幸先良いスタートを切ったとなれば、時期尚早ながら、優勝への期待が高まるばかりだ。だが、「そんなに簡単なものではない」と、今カードの相手の名を見て、一気に現実に引き戻された。「福岡ソフトバンクホークス」。西武にとっては、2011年から大きく負け越しが続く宿敵中の宿敵だ。この王者への苦手意識を払拭しない限り、優勝は近づいてこないと言っても過言ではないだろう。「勝って兜の緒を締めよ」である。キャンプ時から選手たちの「打倒・ソフトバンク」の意識もかなり強いだけに、開幕3連勝という最高のスタートを弾みに、今年こそ、何としても勝ち越しを果たしたい。
15年ぶりに西武に帰ってきた松井稼頭央選手、日本球界最高左腕・菊池雄星投手、昨季首位打者・秋山翔吾選手のさらなる進化、山川穂高選手の4番打者定着への挑戦、源田壮亮選手、金子侑司選手、外崎修汰選手の盗塁王挑戦、森友哉選手の"捕手"としての台頭など、今季の西武は見どころ満載だが、優勝のためのキーパーソンとして、個人的には平井克典投手の名を挙げたい。
「8回のマウンド」への挑戦
社会人出身ルーキーとして即戦力の活躍が期待された昨季は、5月末に一軍デビュー。以後、シーズン終了まで一軍に帯同し、42試合2勝0敗、防御率2.40と、結果で応えた。今季は初の開幕一軍入りも果たし、首脳陣からもさらなる飛躍が期待されている。
2年目の今年を、平井投手本人は「挑戦する一年」と位置付ける。「絶対に、去年よりも試合の“肝”となるところで投げたい」が、最大の目標だ。昨季は、試合を重ねるごとに首脳陣からの信頼も勝ち取り、終盤には勝敗を左右する拮抗した状況での起用も増えたが、正式な“勝利の方程式”の一角に割って入ることはできなかった。チームがリードした中で7回、8回、9回に決まったようにマウンドへ向かう牧田和久投手、シュリッター投手、増田達至投手の姿を見ているうちに、「自分も、あの中の1人になりたい」と、より高い向上心を抱くようになったという。そして、今季はその牧田投手、シュリッター投手の2人がチームを去った。「自分がやらなければ」という自覚も増し、「セットアッパーに挑戦したい気持ちは強いです」。当然、8回のマウンドを狙っている。

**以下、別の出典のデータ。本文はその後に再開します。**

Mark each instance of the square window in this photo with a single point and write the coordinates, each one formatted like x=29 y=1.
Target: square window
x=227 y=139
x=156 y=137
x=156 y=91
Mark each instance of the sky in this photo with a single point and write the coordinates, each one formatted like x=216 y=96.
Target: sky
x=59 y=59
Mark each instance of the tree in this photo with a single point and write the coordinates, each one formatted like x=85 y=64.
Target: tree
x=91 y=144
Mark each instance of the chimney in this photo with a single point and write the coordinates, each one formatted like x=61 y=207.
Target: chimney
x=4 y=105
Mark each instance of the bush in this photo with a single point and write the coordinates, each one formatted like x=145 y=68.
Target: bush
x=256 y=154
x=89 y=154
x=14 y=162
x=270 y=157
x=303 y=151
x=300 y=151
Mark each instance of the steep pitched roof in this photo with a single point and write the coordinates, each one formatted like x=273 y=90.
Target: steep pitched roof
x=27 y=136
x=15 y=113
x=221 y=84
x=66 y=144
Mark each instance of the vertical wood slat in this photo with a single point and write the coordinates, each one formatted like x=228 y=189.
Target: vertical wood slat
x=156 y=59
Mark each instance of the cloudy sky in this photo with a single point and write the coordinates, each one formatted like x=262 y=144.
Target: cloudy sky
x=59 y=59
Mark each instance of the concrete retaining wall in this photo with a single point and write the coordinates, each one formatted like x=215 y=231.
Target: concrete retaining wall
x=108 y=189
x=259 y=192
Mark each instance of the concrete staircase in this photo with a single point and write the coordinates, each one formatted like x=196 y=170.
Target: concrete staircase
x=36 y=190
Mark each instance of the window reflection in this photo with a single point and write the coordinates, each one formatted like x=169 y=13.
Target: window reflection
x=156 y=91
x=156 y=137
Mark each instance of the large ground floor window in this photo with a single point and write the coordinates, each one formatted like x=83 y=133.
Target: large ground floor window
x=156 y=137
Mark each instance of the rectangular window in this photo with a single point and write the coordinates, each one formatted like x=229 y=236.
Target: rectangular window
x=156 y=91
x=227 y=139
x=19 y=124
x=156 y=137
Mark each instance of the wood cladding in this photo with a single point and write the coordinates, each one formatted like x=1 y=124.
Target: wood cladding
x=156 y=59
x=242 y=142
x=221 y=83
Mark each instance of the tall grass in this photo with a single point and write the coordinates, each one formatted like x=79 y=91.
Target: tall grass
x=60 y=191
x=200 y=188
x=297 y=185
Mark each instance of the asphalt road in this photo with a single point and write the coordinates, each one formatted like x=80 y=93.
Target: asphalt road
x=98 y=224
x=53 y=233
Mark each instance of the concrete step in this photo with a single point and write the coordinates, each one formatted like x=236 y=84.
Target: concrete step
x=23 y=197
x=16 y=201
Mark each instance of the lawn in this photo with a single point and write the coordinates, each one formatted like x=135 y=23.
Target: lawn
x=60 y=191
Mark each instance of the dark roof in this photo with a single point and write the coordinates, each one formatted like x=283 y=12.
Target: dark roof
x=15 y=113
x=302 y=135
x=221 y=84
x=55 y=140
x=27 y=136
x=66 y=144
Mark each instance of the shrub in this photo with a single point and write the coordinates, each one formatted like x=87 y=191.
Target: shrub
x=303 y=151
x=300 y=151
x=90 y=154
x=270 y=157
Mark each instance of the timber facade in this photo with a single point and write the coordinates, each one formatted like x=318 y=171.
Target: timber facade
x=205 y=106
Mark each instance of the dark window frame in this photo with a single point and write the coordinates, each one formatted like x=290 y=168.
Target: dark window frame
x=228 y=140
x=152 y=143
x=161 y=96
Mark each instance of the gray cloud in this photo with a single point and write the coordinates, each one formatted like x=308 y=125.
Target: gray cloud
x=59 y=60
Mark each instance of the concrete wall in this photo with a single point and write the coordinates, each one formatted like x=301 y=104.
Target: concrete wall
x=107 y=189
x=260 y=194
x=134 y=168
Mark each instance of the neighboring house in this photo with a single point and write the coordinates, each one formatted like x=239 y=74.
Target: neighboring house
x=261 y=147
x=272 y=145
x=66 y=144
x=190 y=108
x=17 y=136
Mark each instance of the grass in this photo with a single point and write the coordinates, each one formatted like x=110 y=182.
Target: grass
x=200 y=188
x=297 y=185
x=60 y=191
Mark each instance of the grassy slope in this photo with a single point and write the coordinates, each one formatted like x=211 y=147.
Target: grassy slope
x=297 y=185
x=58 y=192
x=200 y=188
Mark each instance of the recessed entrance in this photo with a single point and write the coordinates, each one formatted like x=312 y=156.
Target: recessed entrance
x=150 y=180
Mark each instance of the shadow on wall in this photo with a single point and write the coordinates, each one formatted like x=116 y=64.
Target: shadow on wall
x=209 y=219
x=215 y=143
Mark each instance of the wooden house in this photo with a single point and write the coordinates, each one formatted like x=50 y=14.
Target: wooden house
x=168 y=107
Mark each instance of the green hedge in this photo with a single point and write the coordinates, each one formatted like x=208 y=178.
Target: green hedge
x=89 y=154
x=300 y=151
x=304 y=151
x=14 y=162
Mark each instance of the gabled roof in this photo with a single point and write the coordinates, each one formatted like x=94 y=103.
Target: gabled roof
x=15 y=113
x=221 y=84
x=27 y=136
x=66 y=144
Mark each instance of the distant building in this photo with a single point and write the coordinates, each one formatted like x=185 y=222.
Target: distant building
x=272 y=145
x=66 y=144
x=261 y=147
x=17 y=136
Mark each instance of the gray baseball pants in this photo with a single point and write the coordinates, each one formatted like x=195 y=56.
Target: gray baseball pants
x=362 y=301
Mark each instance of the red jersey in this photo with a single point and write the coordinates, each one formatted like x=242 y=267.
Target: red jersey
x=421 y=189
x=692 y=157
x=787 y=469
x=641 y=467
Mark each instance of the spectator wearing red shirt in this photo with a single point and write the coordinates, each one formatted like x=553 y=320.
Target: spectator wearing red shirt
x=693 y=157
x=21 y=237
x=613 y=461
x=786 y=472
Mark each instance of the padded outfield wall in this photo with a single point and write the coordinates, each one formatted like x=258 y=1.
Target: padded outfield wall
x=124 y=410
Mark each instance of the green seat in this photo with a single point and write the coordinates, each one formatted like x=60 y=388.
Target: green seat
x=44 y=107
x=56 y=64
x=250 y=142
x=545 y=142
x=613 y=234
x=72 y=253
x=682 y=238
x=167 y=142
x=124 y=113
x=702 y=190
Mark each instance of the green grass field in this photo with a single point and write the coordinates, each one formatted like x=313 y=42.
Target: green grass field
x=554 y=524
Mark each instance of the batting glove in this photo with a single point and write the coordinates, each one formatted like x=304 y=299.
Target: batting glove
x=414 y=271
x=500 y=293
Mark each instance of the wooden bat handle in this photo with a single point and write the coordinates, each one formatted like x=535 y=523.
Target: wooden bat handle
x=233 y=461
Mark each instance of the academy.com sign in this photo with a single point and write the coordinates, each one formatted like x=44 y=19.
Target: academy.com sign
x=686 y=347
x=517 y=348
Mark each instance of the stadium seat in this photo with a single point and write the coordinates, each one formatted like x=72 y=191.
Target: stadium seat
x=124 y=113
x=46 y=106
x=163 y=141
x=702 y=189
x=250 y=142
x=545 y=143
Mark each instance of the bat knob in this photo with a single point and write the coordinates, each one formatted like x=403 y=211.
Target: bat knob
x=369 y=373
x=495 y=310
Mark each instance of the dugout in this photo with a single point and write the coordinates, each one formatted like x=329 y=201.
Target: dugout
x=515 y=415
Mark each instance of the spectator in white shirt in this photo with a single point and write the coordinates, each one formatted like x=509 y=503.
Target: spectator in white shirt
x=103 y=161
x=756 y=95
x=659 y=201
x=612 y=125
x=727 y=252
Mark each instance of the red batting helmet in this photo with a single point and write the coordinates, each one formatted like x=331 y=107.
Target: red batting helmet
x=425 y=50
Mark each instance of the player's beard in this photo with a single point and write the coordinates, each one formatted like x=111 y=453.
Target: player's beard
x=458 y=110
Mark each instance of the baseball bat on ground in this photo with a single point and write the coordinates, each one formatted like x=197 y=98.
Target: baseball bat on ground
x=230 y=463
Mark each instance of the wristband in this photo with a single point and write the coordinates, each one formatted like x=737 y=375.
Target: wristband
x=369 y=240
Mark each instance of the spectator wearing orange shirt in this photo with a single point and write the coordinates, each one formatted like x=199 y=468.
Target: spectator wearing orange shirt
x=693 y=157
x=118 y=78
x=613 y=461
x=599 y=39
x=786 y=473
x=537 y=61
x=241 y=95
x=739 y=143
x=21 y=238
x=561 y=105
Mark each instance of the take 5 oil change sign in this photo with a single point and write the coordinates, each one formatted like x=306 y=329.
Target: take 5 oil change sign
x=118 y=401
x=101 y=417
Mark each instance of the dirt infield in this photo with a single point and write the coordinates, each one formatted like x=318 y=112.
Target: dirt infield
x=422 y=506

そのためにも、勝ちパターンの投手には欠かせぬ「絶対に抑えてくれる」という全幅の信頼を得るべく、自主トレ、キャンプと、自らを徹底的に追い込んできた。一番のテーマは「直球」に置いた。
「去年の僕は、まっすぐが心配になると、すぐにスライダーに頼ってしまっていました。でも、今年はそれを抜け出したい。とにかく、まずはまっすぐ。『まっすぐあっての変化球』という姿勢をぶれさせないように、ストレートを磨いてきました。僕自身、スピードも、綺麗なまっすぐも求めていません。ストライクの取り方は1つではなく、見逃しや、空振り、ファウルでも、同じストライク。どんな形でも、自分を優位に持っていけるようにしたい」。